A debate has ensued in Germany that IT industry should be held responsible for security breaches affecting the public.
According to this report “Leading German politicians have called for IT and telecoms equipment makers to be held liable for cyber attacks, after a failed attempt to hijack consumer router devices caused widespread disruption for Deutsche Telekom customers”.
The incident involved outages that occurred in the system due to a cyber attack.
The call for “Accountability” of IT equipment manufacturers to assume part of the risk for cyber attacks has naturally invited criticisms from the industry.
A similar question has been raised at naavi.org several times particularly on companies who sell sub standard software for Banking as well as equipment manufacturers such as ATMs.
As per ITA 2000/8 there is a concept of “Vicarious Liability” where by an “Intermediary” and a “Company” is liable for any offence committed with the use of the resources managed by the “Intermediary” or the “Company” unless “Due Diligence” is practiced.
The concept of “Due Diligence” means that every IT stake holder should take such steps as are necessary at his level to prevent cyber crimes from occurring.
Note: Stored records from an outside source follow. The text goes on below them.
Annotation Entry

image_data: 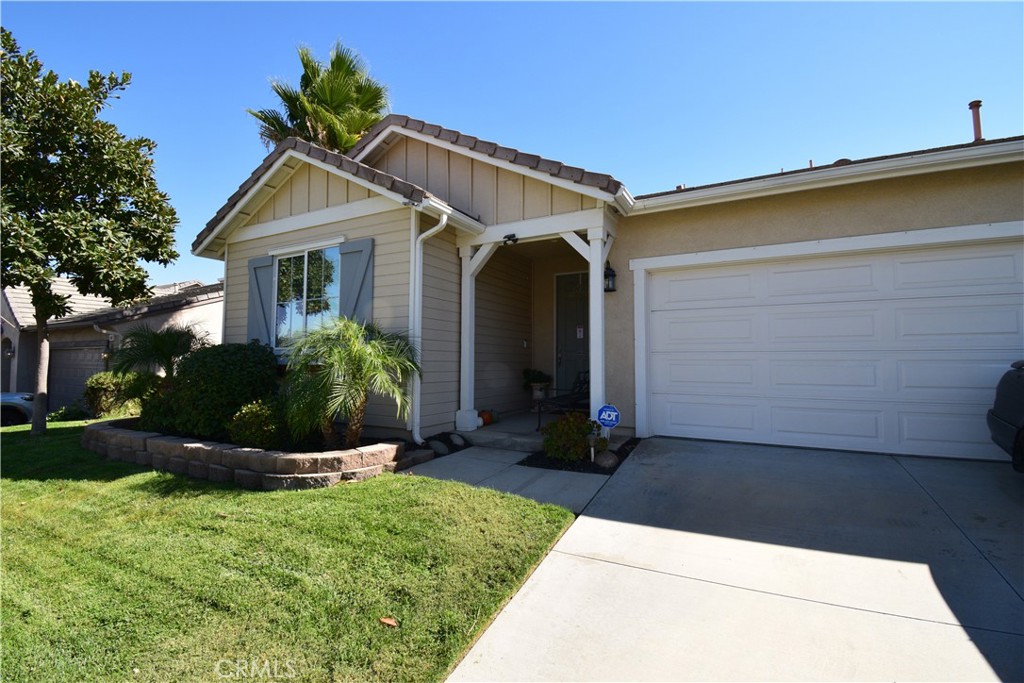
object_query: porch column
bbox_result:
[587,228,605,420]
[455,247,476,431]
Otherwise it may be considered as “Abetment” by “Passive assistance”.
There is no doubt that there has to be a limit upto which this argument has to be carried but the core concept of “Liability for Negligence” is necessary to ensure that the environment is kept safe.
We often argue that the civic authorities should be held liable if there are pot holes on roads that cause accidents. We want cinema hall owners/even organizers to be jailed if fire safety has been ignored causing loss of lives, automobiles or mobiles are recalled for defects. If this is fine, there is no problem in considering a software/IT equipment vendor responsible for damages caused by the product failing some minimum expected quality aspects.
The limit to which the vendors should be subjected can be loosely defined as “If reasonable precautions are not taken”.
One of the areas where software vendors are guilty is to release software versions with known “Bugs” without proper “Documentation” when they pass on the ownership of a software to the buyer/licensee.
Software/Equipment manufactures must disclose the “Known Bugs” and also disclose and declare that “Reasonable Testing processes have been adopted” to ensure that the product is free from known bugs. If therefore a “Zero day Vulnerability” is found, there has to be a liability fixed on the vendor at least to a nominal extent.
This is part of developing “Cyber Law Compliant” products sold in a “Cyber Law Compliant Process” and must be adopted by all IT software/equipment vendors.
When cyber attacks arise due to exploitation of “back doors” deliberately left by the vendors some times for genuine reasons and the consent of the buyers are not taken for keeping them open, the liability should be boarne completely by them.
I hope that the call by German Politicians is considered as also a wake up call for Indian IT manufactures and that they initiate actions on Cyber Law Compliance to be integrated into their process without further delay. They should understand that such compliance does not end with “Reasonable Security Practice” under Section 43A of ITA 2008 and extends much beyond.